I've recently undertaken the task of writing a stack-based programming language. Before I started designing my language however, I thought it'd be a good idea to read and experiment with existing stack-based languages.
This brings me to the topic of this post. I was reading through the Wikipedia article on Forth, a stack-based language which uses postfix style expressions. In the article, I saw the following statement:
Forth's flexibility makes a static BNF grammar inappropriate, and it does not have a monolithic compiler. Extending the compiler only requires writing a new word, instead of modifying a grammar and changing the underlying implementation.
From my understanding, in Forth lingo, the term "word" seems to be basically synonymous with "subroutine". Given this, the above statement seems strange. Why exactly would the ability to create new functions in Forth make a formal grammar for Forth inappropriate? Why would you need to re-write the grammar for each new subroutine you define? How does writing a new word in the environment constitute extending the compiler? The above statement seems akin to saying that a formal grammar is inappropriate for Python because you can define new functions.
In fact, I decided to attempt to write a BNF style grammar for a simple subset of Forth below:
program ::= stmt+ stmt ::= func | expr func ::= ':' expr+ ';' expr ::= INTEGER | word word ::= ('+' | '-' | '*' | '/' )
The above grammar would seem to cover a valid subset of Forth statements, and doesn't seem that hard to extended to cover all valid statements in the Forth language.
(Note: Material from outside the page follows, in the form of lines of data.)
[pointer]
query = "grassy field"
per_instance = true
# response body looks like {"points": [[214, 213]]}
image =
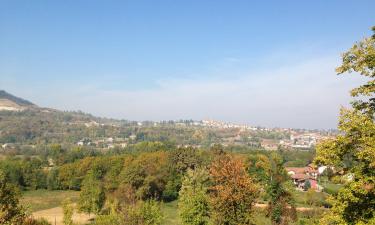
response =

Furthermore, if a compiler's parser implements the above grammar, I fail to see how the compiler would ever be extended. The compiler will simply add any new words to it's environment. Only the environment is changed. It almost seems as if the above excerpt from Wikipedia is conflating the underlining code that composes the compiler (which does not change) with the compiler's environment (which does change).
In summary, why would Forth's ablitiy to define new words (subroutines) make is inappropriate for a written grammar?